The engines coughed, sputtered, then fell quiet. Eerie silence enfolded them as the ground rushed up with alarming speed. Zane banked hard to the left as a ball of flame shot up in front of him. Explosions burst around them and the sound of ripping metal screeched through the air along with the screams of his men.
He glanced at Bud as the plane ripped apart then the darkness swallowed him.
Chapter Thirteen
“What’s that you got there, Klayne?” Billie asked as she happened upon the soldier as he rested in the courtyard. He’d walked out there on his own, as part of his therapy to strengthen his wounded leg. If all her patients were as determined as Sergeant Klayne Campbell, they’d have a lot fewer men in the hospital.
His hand clenched around a bit of fabric as he shot a guarded look her direction.
She raised her eyebrows in question, but didn’t move closer to where he sat on a bench in a patch of sunshine. Billie had no idea where the summer had gone. August would soon give way to September, bringing with it the first hints of autumn. She hadn’t heard a word from Zane since her birthday, but she’d continued writing to him twice a week. She’d even sent him a package a few weeks ago with more cookies, chewing gum, and a selection of magazines she thought he might enjoy.
Instead of worrying about where he was, she sent up another prayer for his safekeeping and refocused her attention on the man sitting in front of her.

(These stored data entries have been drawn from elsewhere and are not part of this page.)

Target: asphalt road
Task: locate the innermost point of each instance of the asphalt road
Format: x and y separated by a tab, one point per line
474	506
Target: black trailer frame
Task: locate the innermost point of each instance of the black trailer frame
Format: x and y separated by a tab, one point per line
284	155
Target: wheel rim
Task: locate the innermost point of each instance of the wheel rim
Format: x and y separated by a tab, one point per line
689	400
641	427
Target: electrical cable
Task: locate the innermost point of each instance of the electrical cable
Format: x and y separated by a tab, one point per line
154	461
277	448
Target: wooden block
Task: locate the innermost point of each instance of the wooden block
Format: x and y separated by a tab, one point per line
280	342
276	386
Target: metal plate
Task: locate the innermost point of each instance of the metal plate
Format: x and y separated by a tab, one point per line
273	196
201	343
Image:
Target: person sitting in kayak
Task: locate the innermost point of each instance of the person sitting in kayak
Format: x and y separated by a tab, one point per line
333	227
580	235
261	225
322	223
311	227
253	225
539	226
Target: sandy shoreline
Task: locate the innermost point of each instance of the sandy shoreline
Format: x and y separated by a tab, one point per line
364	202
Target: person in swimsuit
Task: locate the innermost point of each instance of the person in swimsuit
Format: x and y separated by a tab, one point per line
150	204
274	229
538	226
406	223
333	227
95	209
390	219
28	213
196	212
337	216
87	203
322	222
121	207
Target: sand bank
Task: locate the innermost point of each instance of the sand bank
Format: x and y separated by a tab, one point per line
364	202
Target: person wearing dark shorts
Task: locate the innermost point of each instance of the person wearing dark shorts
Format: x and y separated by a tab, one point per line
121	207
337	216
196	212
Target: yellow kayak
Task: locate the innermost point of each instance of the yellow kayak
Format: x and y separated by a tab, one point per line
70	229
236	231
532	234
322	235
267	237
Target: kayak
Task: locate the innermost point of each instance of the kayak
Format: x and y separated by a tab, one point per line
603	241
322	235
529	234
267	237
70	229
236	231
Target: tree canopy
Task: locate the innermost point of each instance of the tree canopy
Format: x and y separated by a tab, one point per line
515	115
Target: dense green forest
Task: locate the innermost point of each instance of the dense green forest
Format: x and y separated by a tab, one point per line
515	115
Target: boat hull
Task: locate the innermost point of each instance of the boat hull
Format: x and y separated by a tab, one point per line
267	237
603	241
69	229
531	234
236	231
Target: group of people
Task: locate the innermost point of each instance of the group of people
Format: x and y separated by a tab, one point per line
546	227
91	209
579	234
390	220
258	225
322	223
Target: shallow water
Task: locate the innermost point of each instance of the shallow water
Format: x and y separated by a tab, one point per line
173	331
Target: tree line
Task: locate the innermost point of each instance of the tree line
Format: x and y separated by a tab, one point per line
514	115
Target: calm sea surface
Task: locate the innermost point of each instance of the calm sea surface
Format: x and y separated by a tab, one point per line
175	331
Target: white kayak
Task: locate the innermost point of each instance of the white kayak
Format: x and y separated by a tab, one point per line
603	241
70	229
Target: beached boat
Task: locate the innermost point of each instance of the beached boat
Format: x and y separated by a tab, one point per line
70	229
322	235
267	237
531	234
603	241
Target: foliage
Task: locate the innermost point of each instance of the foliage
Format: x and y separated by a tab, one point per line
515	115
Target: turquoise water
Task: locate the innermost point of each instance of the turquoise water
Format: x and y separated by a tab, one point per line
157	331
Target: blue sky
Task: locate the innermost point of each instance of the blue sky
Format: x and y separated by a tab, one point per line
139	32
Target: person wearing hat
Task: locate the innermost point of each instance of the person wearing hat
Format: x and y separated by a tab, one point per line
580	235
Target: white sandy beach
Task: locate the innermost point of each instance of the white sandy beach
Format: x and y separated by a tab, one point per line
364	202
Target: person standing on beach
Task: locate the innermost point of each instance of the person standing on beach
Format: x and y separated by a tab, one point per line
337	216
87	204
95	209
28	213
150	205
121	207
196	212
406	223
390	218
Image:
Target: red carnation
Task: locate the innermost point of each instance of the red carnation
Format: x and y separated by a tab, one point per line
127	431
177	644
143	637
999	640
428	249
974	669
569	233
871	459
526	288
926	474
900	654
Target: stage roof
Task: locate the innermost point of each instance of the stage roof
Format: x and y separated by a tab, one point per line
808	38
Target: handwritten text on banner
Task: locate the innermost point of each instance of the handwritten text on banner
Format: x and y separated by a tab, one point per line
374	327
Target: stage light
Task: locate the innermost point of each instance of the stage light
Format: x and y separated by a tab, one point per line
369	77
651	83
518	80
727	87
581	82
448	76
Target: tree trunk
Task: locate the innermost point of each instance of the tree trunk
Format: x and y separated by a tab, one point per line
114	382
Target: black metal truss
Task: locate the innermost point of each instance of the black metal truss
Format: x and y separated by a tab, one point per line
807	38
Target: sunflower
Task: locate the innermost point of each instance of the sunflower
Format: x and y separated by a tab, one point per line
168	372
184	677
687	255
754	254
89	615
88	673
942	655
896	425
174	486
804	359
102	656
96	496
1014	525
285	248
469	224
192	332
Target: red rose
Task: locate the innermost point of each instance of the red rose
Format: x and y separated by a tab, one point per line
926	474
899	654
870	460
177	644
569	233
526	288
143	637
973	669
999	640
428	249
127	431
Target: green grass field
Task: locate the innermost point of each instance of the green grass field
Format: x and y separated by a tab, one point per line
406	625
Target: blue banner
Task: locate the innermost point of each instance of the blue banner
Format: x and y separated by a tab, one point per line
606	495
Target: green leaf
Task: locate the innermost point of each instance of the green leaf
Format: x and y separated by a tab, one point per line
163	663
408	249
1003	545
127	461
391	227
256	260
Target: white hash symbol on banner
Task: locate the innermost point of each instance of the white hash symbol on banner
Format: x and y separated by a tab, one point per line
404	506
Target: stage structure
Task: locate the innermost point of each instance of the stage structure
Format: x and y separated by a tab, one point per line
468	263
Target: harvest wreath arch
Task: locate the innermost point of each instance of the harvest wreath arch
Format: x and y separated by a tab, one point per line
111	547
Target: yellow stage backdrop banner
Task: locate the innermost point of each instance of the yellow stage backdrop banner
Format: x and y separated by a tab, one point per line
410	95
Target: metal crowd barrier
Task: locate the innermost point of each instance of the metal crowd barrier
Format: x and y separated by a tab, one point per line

With her best schoolmarm expression in place, she stared at Klayne until he shifted on the bench, like a misbehaving boy squirming to get out of his punishment.
Finally, the man sighed and held out his hand.
Billie looked at a woman’s handkerchief. It might have been lovely at one time, and had no d
oubt been white, but now it was gray, stained with spots of dried blood, the edges beginning to fray.
“Does that belong to someone special?” she asked, noting the skilled embroidery work. Someone had gone to much effort to make it a thing of beauty, even if it now looked more like a rag.
Klayne nodded. “My wife.”
“Your wife?” Billie’s mouth dropped open in surprise and she had to force it shut. She spluttered a few minutes before she turned her disbelieving stare on Klayne. “You have a wife?”
He nodded again.
“Well, good golly, man! Do we need to notify her that you’re here? Do you want to write her a letter? What can I do to help?” Billie knew for a fact Klayne’s file didn’t list a wife. No relatives were listed and no one had been contacted on his behalf.